That’s an implementation detail the user don’t has to see if it don’t improve the user experience.
Like said earlier, i want a concept for a user-friendly package manager that has the features of Nix. I don’t care how we implement that later at this point. How parameters are used should be easy to change. That’s the perspective i want us to have when discussing this.
In the flake world, this command runs the default package from the “hello” flake.
That’s how it’s implemented now, but we can change that.

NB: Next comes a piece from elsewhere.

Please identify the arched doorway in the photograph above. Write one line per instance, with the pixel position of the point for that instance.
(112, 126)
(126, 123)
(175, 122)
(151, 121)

See it as a completely different program.
If you want a command to “run the default package from the “hello” flake”, it would look like this translated from my concept above.
nix run --from hello
There is no default channel like nixpkgs (in fact there are no channels anymore).
I don’t know the term in your current implementation, but you probably understand what behavior i expect from the commands. Like it should be obvious with good UI design.
I could just write a wrapper:
if flake='':
flake = 'nixpkgs'
You probably can do that in C++ too That’s not the hard part here.
The feedback i would like to get from the community is:
- Do you consider the UI concept intuitive and easy to use?
- do you see a way to improve it?
- Are there use-cases that i have missed (scope here is specifying packages, versions, “channels” (NixOS releases with updates), flakes)
The next step would be to implement a script to generate nixpkgs-all-versions-index data and put it into an ElasticSearch. And create a wrapper for Nix that has this UI. Then wen can try out how it feels. I could just go to people and ask “I have a package manager here, can i show you how it can install packages”. And see their reaction when we actually have 50 versions of ansible for example. And let them play around with it. See what questions people habe “how can i do X?” and where they get stuck. They should say “This is amazing, i want that!”
If this test is sucessfull and the community likes it, would you accept a PR to Nix that implements it, @edolstra?